19.3 LoadImpact agrees to indemnify the Customer from any claims by a third party based on Customer’s use of the Services, or part thereof, infringing any such third party's Intellectual Property Rights. LoadImpact’s obligations in accordance with this section 19.3 are subject to Customer only having used the Services in accordance with the conditions set forth in the Agreement and shall only apply for such claims by third parties in the country where the Customer is established.

19.4 LoadImpact’s obligation to indemnify the Customer under section 19.3 above applies provided that the Customer:

  • a) without undue delay notifies LoadImpact in writing of the claims brought against Customer;
  • b) allows LoadImpact to control the defence and to solely decide in all related settlement negotiations; and
  • c) acts in accordance with LoadImpact’s instructions and cooperate with and assist LoadImpact to the extent reasonably requested by LoadImpact.

19.5 Subject to the conditions under sections 19.3 and 19.4 above, LoadImpact shall, within the agreed limitation of liability, indemnify Customer for such damages, liabilities, costs or expenses awarded in a final judgment or settlement which has been approved in writing by LoadImpact.
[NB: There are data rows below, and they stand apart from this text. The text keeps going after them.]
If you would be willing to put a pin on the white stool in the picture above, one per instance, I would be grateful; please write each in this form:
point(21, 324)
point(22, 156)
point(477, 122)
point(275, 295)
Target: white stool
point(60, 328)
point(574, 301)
19.6 If it is finally determined that there is an infringement of a third party's Intellectual Property Rights for which LoadImpact is liable under this Agreement, LoadImpact shall at its own discretion:

  • a) procure Customer the right to continued use of the Services;
  • b) modify the Services so that it does not longer infringe;
  • c) replace the Services, or part thereof, with an equivalent service which does not infringe; or
  • d) cancel the Services and refund the fees that Customer has paid for the Services without interest and with deduction of any reasonable benefit Customer might have had from the Services.

19.7 Sections 19.3– 19.6 constitute the entire obligation of LoadImpact towards Customer with respect to any infringement in a third party's Intellectual Property Rights.
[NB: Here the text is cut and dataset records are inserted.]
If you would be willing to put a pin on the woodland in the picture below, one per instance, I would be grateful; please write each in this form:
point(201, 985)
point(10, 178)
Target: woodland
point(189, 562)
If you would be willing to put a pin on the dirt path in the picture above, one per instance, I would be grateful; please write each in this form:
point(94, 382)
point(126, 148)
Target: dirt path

20.1 All notices shall be in writing and shall be delivered by e-mail, certified or registered mail, postage prepaid, return receipt requested, or by a recognized overnight delivery service. Any notices to LoadImpact shall be sent by post to: Load Impact AB, Att: CEO, Götgatan 14, 118 46 Stockholm, Sweden or sent by e-mail to: Notices to the Customer shall be sent to the address apparent from this LoadImpact Services Agreement or registered by Customer at Customer’s LoadImpact account. Any changes to the addresses shall be made in writing according to the requirements of this section. The notice shall be deemed received when the recipient has confirmed the receipt unless otherwise agreed or apparent from this Agreement.


21.1 LoadImpact reserves the right to revise the terms of this Agreement at any time with 30 days’ prior notice. Any such revision will be binding and effective upon the Customer if the Customer fails to object to the revised terms within 30 days of receipt of notification. LoadImpact encourages the Customer to review the latest version of the Agreement, which will be available on the LoadImpact web site,


22.1 Any dispute, controversy or claim arising out of or in connection with this contract, or the breach, termination or invalidity thereof, shall be finally settled by arbitration administered by the Arbitration Institute of the Stockholm Chamber of Commerce (the “SCC”).

22.2 The Rules for Expedited Arbitrations shall apply, unless the SCC in its discretion determines, taking into account the complexity of the case, the amount in dispute and other circumstances, that the Arbitration Rules shall apply. In the latter case, the SCC shall also decide whether the Arbitral Tribunal shall be composed of one or three arbitrators. The seat of arbitration shall be Stockholm, Sweden. The language to be used in the arbitral process shall be English.

22.3 This contract shall be governed by the substantive law of Sweden.